Such measures are but the initiatory steps which ultimately lead to _restrictions of religious freedom_, and to commit the government to measures which are as foreign to its powers and purposes as would be its action if it should undertake to determine a disputed question of theology." The _Weekly Alta Californian_ of San Francisco, March 12, 1870, said:-- "The parties who have been recently holding a convention for the somewhat novel purpose of procuring an amendment to the Constitution of the United States recognizing the Deity, do not fairly state the case when they assert that it is the right of a Christian people to govern themselves in a Christian manner.

If we are not governing ourselves in a Christian manner, how shall the doings of our government be designated?
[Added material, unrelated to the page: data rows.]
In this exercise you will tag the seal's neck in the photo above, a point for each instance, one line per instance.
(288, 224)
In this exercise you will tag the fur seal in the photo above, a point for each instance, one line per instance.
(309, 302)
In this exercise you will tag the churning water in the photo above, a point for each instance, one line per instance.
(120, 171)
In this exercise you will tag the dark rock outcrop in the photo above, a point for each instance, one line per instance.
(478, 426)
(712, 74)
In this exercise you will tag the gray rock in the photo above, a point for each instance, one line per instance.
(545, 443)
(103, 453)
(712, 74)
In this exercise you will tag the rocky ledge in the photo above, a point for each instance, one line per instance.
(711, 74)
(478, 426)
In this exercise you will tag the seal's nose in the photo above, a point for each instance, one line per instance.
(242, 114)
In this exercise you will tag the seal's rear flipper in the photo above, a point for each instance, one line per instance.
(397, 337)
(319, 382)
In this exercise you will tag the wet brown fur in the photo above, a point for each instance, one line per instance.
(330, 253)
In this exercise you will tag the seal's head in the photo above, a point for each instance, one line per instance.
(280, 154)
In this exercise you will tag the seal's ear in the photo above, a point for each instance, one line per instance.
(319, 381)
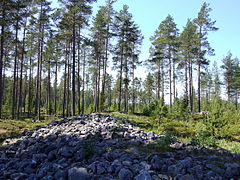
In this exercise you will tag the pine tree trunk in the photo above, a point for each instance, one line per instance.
(40, 74)
(186, 85)
(199, 87)
(21, 75)
(1, 63)
(190, 85)
(133, 95)
(83, 90)
(174, 82)
(49, 88)
(79, 79)
(73, 67)
(65, 86)
(30, 87)
(15, 71)
(120, 83)
(170, 78)
(162, 78)
(158, 81)
(55, 85)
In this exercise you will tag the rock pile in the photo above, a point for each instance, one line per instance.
(105, 148)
The fact is, that the movement is one to bring about in this country that union of church and State which all other nations are trying to dissolve." The N.Y._Independent_, Feb., 1870, spoke of the movement as having the same chance of success that a union of church and State would have.
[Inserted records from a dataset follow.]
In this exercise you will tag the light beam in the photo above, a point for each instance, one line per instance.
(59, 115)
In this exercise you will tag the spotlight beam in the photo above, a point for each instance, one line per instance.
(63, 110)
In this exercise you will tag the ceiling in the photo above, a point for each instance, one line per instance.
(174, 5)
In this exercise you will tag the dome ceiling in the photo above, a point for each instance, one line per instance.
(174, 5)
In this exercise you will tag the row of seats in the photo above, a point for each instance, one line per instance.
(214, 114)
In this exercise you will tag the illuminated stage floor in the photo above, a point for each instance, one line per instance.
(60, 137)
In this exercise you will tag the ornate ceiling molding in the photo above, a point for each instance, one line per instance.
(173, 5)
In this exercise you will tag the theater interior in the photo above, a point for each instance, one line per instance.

The Champlain _Journal_, speaking of the incorporating the religious principle into the Constitution, and its effect upon the Jews, said:-- "However slight, it is the entering wedge between church and State.
If we may cut off ever so few persons from the right of citizenship on account of difference of religious belief, then with equal justice and propriety may a majority at any time dictate the adoption of still further articles of belief, until our Constitution is but the text book of a sect beneath whose tyrannical sway _all liberty of religious opinion will be crushed_." For a union of church and State, strictly so-called, we do not look.

In place of this, we apprehend that what is called "the image," a creation as strange as it is unique, comes in--not a State controlled by the church, and the church in turn supported by the State, but an ecclesiastical establishment empowered to enforce its own decrees by civil penalties; which, in all its practical bearings, amounts to exactly the same thing.

The direct aim of the movement is undoubtedly a union of church and State; a result which it will so nearly accomplish as to secure, by way of compromise, the erection of the image.
Some one may now say, As you expect this movement to carry, you must look for a period of religious persecution in this country; nay, more, you must take the position that all the saints of God are to be put to death; for the image is to cause that all who will not worship it shall be killed.
There would, perhaps, be some ground for such a conclusion, were we not elsewhere informed that in this dire conflict God does not abandon his people to defeat, but grants them a complete victory over the beast, his image, his mark, and the number of his name.